- The Washington Times - Monday, May 7, 2007

Russian Tatiana Chulakh scored her third victory in as many weeks at the 24th running of the Sallie Mae 10K yesterday in West Potomac Park.

Even more impressive, David Chepkwony, who arrived in Chapel Hill, N.C., from his homeland Kenya on Friday, won his second 10-kilometer race in as many days.

Both Chulakh and Chepkwony made bold midrace surges to break from their competition and earn $500 on a windy morning for the more than 1,500 participants.

“It felt good, but it was a strong wind,” said the 24-year-old Chulakh, who trains nearby in Gaithersburg. “There were moments when I felt like I was running in place.”

Chulakh broke the finish tape in 34:08, slower than the 33:18 she posted in a victory on the downhill Pike’s Peek course last week. She also notched top honors at the George Washington Parkway 10-Miler two weeks ago.

The tailwind in the first two miles thrust Chulakh through a 5:08 opening mile, a second behind New York-based Ethiopian Atalelech Ketema. A 5:20 second mile put Chulakh slightly in the lead, with Ketema working hard to stay close.

But that would quickly change: Chulakh stepped up the pace and left Ketema in her wake.

“She was slowing down at 2 miles,” Chulakh said. That is where they rounded Hains Point up the channel side of East Potomac Park and turned into that stiff headwind.
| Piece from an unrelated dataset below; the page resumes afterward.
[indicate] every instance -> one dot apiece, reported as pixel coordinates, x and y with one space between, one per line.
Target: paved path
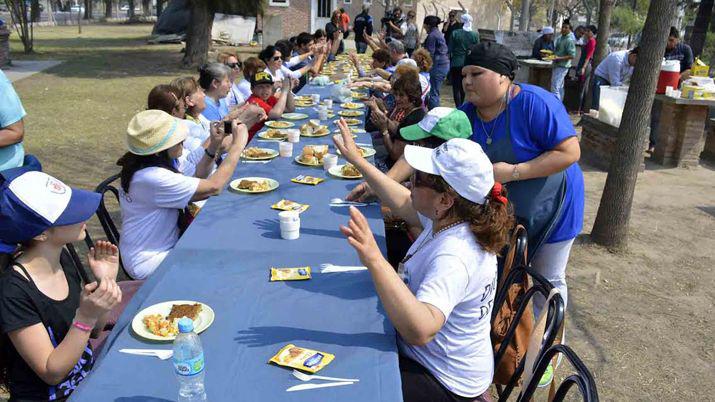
24 68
Chulakh, preparing for Saturday’s Grand Rapids 25K in Michigan, put more and more distance on Ketema the rest of the way. The Ethiopian, who lived and frequently raced in the Washington area a couple of years ago, finished 31 seconds back. Mercy Cheburet, a 23-year-old Kenyan out of Chapel Hill, placed third in 35:58.

Chepkwony, too, said he was greatly affected by the wind, though his effort of 29:56 was just three seconds slower than his winning time at Saturday’s Apple Blossom 10K in Winchester, Va.

“It was very windy,” Chepkwony said.

Chepkwony took control yesterday at about the same point he jutted into the lead for good at Winchester. Content to let Washington-based Ethiopian Gurmessa Kumsa rule the early pace, Chepkwony waited until into the fourth mile to surge and break apart a pack of four.

He passed four miles in 19:16 with a three-second lead over Kumsa, who said he is still ailing from a sore right Achilles tendon. Chepkwony lengthened the margin to eight seconds in the next mile into the wind and 12 seconds by the finish.

Kumsa, meanwhile, got some revenge on Chapel Hill-based Kenyans Joseph Mutisya and Jacob Chamar, who beat him at the Shamrock Half Marathon in Virginia Beach two months ago.

Adrian Fenty finished 27 seconds slower than he did here in 2005. But the D.C. mayor said he had two training sessions on the bicycle totaling 100 miles plus a three-mile race, all in the past week.